RTX810 Rev.11.01.21 リリースノート(ヤマハへ)
1.L2TPv3を用いたL2VPNに対応
L2TPv3を用いたL2VPN(ヤマハへ)
この機能は、離れた拠点をL2で結ぶ機能です。L2で結ぶので離れた拠点も同じIPセグメントになります。例えば本社が192.168.1.0/24のセグメントのときに、L2接続で横浜事務所を結ぶと横浜事務所も「192.168.1.0/24の一部」になり「同一セグメント」になります。「ブリッジング」であり「ルーティング」ではありません。192.168.01.0/24内の通信はほぼ透過的に伝わります。例えばDHCPサーバーも本社にあるものを設定変更することなくそのまま使います。

これまでの設定では、本社が「192.168.1.0/24」のセグメントであれば、横浜は「192.168.16.0/24」等の異なるセグメントを割り当て「VPN」と「ルーティング」の設定を行いました。新規セグメントでは、DHCPサーバーも必要です。L2VPNでは「ブリッジ」と「VPN」の設定になり、連続した一連のIPセグメントになります。
ブリッジで接続する場合は、回線速度が十分に速い環境で、片方のネットワークが小規模であることが望ましく「数台の張り出し」に適しています。業務環境やIP電話環境を延伸する際に、社内IPネットワークの追加設計・設定が不要です。
2.OSPFv3に対応
OSPFv3外部仕様書(ヤマハへ)
ダイナミック・ルーティング・プロトコルの一つであるOSPFv3はIPv6対応版OSPFです。これまでのIPv4版OSPFとは「独立並行に」どうさします。IPv4のみのネットワーク、IPV6ネットワークでOSPFによる経路情報を構成しない場合は、設定する必要はありません。

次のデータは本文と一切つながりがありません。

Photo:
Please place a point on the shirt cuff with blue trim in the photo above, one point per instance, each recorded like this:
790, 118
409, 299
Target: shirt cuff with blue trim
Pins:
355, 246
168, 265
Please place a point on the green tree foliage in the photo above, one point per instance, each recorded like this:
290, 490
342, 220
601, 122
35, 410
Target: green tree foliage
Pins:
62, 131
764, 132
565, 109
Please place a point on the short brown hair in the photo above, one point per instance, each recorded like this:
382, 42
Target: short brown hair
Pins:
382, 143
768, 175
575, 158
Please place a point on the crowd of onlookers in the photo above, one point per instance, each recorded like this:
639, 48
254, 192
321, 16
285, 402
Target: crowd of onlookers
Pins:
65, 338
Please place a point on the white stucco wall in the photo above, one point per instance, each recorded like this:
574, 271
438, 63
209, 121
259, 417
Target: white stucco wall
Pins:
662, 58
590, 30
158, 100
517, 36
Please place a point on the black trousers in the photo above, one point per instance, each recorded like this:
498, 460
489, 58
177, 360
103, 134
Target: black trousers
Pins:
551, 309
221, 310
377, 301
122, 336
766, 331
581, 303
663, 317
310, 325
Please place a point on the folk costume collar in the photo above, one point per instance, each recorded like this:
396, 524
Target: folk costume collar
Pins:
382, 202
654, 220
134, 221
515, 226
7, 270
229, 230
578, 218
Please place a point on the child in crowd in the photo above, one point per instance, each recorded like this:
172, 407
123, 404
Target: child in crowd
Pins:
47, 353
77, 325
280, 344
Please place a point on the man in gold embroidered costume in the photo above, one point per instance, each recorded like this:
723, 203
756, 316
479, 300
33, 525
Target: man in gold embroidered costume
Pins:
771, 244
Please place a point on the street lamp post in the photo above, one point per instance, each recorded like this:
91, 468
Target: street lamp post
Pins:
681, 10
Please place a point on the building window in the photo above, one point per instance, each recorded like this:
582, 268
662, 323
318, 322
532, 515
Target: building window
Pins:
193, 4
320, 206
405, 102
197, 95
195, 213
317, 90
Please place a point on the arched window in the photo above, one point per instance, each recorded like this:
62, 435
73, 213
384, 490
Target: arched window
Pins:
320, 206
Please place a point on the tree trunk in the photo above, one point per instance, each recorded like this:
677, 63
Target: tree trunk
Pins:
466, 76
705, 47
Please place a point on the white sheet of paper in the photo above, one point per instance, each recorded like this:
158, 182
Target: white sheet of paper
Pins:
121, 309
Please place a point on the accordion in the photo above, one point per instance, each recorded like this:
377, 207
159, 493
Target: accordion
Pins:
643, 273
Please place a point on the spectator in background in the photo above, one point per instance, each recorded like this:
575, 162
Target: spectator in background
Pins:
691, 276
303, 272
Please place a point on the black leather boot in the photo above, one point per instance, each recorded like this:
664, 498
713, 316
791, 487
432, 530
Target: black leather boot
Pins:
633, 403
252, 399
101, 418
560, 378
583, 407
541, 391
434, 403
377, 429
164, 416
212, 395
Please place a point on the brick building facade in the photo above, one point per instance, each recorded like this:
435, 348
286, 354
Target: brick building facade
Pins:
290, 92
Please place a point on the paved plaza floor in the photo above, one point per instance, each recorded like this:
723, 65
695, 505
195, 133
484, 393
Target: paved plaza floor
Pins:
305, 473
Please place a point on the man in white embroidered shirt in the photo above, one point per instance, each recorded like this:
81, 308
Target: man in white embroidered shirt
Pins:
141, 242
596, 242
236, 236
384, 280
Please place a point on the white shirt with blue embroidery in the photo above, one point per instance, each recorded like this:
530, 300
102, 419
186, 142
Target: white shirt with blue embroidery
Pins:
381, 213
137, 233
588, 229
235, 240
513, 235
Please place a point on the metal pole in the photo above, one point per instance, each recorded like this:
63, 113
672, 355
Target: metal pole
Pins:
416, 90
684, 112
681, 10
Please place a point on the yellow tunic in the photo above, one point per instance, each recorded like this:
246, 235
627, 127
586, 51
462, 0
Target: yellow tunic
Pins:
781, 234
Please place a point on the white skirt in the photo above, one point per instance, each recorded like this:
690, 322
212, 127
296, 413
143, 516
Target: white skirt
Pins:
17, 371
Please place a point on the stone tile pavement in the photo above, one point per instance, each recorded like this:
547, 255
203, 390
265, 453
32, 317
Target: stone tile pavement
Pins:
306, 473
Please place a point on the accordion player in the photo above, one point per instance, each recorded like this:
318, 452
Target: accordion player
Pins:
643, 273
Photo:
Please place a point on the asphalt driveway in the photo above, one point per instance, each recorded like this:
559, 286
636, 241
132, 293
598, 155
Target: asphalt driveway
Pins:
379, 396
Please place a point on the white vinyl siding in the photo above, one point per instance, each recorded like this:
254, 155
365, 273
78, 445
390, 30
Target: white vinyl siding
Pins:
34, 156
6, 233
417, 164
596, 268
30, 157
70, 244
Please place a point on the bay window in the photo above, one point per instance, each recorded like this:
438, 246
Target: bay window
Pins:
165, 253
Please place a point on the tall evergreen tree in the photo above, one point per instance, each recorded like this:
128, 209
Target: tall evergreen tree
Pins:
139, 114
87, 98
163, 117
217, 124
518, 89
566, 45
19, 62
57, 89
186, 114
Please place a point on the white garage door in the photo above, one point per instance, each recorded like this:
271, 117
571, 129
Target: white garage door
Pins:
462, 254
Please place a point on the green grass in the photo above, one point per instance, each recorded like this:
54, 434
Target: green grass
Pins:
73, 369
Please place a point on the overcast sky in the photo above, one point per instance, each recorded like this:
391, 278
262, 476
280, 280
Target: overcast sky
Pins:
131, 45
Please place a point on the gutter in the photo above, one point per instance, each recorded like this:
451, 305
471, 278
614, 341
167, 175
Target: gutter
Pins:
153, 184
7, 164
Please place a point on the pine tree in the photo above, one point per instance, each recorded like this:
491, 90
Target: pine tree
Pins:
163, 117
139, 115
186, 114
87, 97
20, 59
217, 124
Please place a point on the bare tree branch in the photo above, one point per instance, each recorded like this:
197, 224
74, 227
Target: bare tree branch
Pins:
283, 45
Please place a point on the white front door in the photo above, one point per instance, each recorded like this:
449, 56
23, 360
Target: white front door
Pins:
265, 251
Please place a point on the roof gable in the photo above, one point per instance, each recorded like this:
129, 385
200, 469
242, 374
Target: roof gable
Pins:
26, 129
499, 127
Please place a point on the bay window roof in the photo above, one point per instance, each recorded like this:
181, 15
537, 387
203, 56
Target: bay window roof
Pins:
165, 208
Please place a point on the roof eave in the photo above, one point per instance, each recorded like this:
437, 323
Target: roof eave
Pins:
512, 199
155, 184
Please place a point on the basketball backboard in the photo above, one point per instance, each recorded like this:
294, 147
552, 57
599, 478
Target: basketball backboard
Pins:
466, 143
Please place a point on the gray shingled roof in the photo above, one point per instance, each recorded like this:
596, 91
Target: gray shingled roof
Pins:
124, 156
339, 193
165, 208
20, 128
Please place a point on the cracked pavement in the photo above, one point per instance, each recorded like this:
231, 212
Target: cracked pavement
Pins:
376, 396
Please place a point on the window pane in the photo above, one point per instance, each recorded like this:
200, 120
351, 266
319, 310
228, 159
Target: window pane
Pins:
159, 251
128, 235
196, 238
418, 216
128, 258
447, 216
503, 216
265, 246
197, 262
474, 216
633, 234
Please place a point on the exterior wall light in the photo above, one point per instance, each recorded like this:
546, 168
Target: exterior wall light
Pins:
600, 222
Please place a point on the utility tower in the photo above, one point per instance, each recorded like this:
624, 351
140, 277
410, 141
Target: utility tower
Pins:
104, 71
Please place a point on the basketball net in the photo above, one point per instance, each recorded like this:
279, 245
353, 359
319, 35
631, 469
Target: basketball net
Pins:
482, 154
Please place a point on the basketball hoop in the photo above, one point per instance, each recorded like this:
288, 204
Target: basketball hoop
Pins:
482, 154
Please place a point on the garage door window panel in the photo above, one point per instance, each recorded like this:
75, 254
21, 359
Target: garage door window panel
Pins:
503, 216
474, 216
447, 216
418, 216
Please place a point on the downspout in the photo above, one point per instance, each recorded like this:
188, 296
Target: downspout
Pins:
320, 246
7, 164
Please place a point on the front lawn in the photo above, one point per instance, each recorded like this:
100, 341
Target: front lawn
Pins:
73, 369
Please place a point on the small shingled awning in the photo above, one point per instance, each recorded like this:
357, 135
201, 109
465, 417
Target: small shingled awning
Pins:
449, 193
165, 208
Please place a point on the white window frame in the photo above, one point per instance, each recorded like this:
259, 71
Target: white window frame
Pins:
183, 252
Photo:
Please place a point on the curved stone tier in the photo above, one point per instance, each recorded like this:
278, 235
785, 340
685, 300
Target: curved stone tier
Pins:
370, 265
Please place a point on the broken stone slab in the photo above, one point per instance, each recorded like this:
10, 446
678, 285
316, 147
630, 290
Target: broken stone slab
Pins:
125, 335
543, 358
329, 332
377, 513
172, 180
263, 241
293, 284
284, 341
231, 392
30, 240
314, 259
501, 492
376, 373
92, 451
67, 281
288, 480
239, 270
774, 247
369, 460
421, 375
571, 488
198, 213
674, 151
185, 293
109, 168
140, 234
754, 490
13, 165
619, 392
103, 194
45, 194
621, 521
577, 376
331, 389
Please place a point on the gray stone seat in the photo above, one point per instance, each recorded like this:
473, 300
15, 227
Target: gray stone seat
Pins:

3.モバイルインターネット機能で、以下のデータ通信端末に対応
EMOBILE GL08D
IIJ mobile UX312NC
NCXX RT-WJ02
NCXX UX102NC
NTTコム UX302NC
Sonet FS01BU
対応機種が増えています。その他を含めて、詳細は以下のURLをご参照ください。
モバイルインターネット接続機能(ヤマハへ)
4.NTT東日本/西日本フレッツ光ネクストのリナンバリングに対応
インターネットと通信するIPv6アドレスは、全世界で一つですが実際には上流のISPに依存しています。ISP経由のIPv6ネットワークは、ISPを変える、ISPのサービス変更をする、ISPの都合等でIPv6アドレスの変更が発生します。このように、何らかの理由で上流のIPv6アドレスの変更(=リナンバリング)が発生した際に、ルーター配下のIPv6端末のアドレスを付け直す(=リナンバリング)機能です。
IPv6ネットワークのみに対応し、IPv4ネットワークでは関係ありません。
5.VRRPv3の一部機能に対応
VRRP/VRRPv3(ヤマハへ)
冗長経路を提供するプロトコルの一つであるVRRPv3はIPv6対応版VRRPです。これまでのIPv4版VRRPとは「独立並行に」動作します。IPv4のみのネットワーク、IPV6ネットワークでVRRPによる冗長経路を構成しない場合は、設定する必要はありません。
6.以下のコマンドについて、reboundオプションを追加
reboundオプションをonにすると、受信したICMPパケットそれぞれのICMPエラーを、経路=ルーティングテーブルを参照することなく、受信したインターフェイスから返信します。IPv4、IPv6それぞれに設定します。
6.1.ICMP Time Exceededを送信するか否かの設定
ip icmp time-exceeded send send [rebound=sw]
ipv6 icmp time-exceeded send send [rebound=sw]
6.2.ICMP Destination Unreachableを送信するか否かの設定
ip icmp unreachable send send [rebound=sw]
ipv6 icmp unreachable send send [rebound=sw]
7.IPsecトランスポートモードの設定で、テンプレートに対応
IPsecの設定のひな形を作成し、設定のテンプレートとして保存。複数のトンネル設定にテンプレートを適用することで、設定の間違いを減らすなど、管理を容易にすることができます。これまではIPsecのトンネルモード(一般にLAN間=事務所間接続)のテンプレートを作成できましたが、トランスポートモード(一般にモバイル端末間接続)でもテンプレートを作成できるようになりました。